SURABAYAONLINE.CO – Konferensi Daerah (Konferda) Gerakan Mahasiswa Nasional Indonesia (GMNI) Jawa Timur yang digelar di Nganjuk berakhir deadlock pada Minggu, 6 September 2026. Forum konsolidasi organisasi yang semula dirancang untuk adu gagasan tersebut pecah akibat dugaan pelanggaran prosedur, perpecahan internal, hingga aksi kekerasan fisik di arena persidangan.
Ketegangan bermula dari perdebatan sengit mengenai keabsahan Surat Rekomendasi Calon Ketua dan Sekretaris DPD GMNI Jawa Timur yang dinilai melanggar Anggaran Dasar dan Anggaran Rumah Tangga (AD/ART) organisasi.
Situasi kian memanas setelah muncul dugaan intervensi pengurus aktif partai politik yang ikut menandatangani surat rekomendasi tersebut.
Gelombang protes peserta sidang atas dugaan manipulasi aturan itu justru direspons dengan intimidasi dan kekerasan fisik oleh pimpinan sidang beserta kelompok pendukung salah satu calon.
Ketua Pelaksana Lokal Konferda GMNI Jatim mengonfirmasi bahwa forum resmi dihentikan hingga batas waktu yang belum ditentukan.
“Panitia lokal menyatakan Konferda GMNI Jatim 2026 deadlock setelah terjadi kericuhan berulang kali karena belum ada musyawarah mufakat,” ujarnya.

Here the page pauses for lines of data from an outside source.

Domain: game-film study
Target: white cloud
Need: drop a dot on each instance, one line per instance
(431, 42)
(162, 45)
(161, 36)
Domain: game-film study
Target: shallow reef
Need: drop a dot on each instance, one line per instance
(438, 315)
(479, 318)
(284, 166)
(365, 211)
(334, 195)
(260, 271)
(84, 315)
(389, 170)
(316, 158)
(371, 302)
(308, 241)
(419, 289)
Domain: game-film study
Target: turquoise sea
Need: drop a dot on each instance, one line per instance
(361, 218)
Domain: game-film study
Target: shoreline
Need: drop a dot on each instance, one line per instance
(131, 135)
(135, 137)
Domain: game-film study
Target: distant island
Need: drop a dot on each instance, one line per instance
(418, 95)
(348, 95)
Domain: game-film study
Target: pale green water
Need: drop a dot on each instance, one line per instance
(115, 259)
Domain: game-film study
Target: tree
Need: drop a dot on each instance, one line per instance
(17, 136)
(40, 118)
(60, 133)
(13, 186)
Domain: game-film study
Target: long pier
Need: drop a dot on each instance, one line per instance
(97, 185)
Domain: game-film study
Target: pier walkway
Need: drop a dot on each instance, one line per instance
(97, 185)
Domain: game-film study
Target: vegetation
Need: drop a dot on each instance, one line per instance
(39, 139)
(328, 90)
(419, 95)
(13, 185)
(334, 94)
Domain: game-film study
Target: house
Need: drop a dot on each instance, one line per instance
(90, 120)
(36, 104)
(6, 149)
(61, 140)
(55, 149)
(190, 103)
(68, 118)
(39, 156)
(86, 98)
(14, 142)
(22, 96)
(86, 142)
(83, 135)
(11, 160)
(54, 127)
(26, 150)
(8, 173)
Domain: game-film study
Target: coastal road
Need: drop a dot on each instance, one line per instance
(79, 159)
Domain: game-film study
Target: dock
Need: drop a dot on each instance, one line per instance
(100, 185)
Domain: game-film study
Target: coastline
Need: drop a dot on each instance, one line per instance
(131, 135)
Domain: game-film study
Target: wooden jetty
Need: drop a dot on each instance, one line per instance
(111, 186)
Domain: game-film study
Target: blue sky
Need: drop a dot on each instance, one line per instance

Ia juga menegaskan agar tidak ada klaim sepihak.
“Jika ada pihak yang mendeklarasikan keputusan hasil konferda, itu tidak benar karena tidak melalui proses persidangan sebagaimana mestinya.” lanjutnya
Aksi kekerasan di dalam arena sidang mengakibatkan sejumlah peserta kritis mengalami luka-luka akibat penganiayaan. Selain itu, terjadi dugaan perampasan barang pribadi milik kader. Di tengah situasi yang kian tidak terkendali, Ketua Umum DPP GMNI dan Demisioner Ketua DPD GMNI Jatim dilaporkan tidak berada di lokasi, sehingga kerusuhan makin meluas.
Ketua DPC GMNI Nganjuk, Ainun Rozzaq, menyesalkan forum persidangan yang dinodai aksi kekerasan dan intervensi politik. Demi keselamatan peserta, panitia daerah dan panitia lokal sepakat menghentikan seluruh alurnya.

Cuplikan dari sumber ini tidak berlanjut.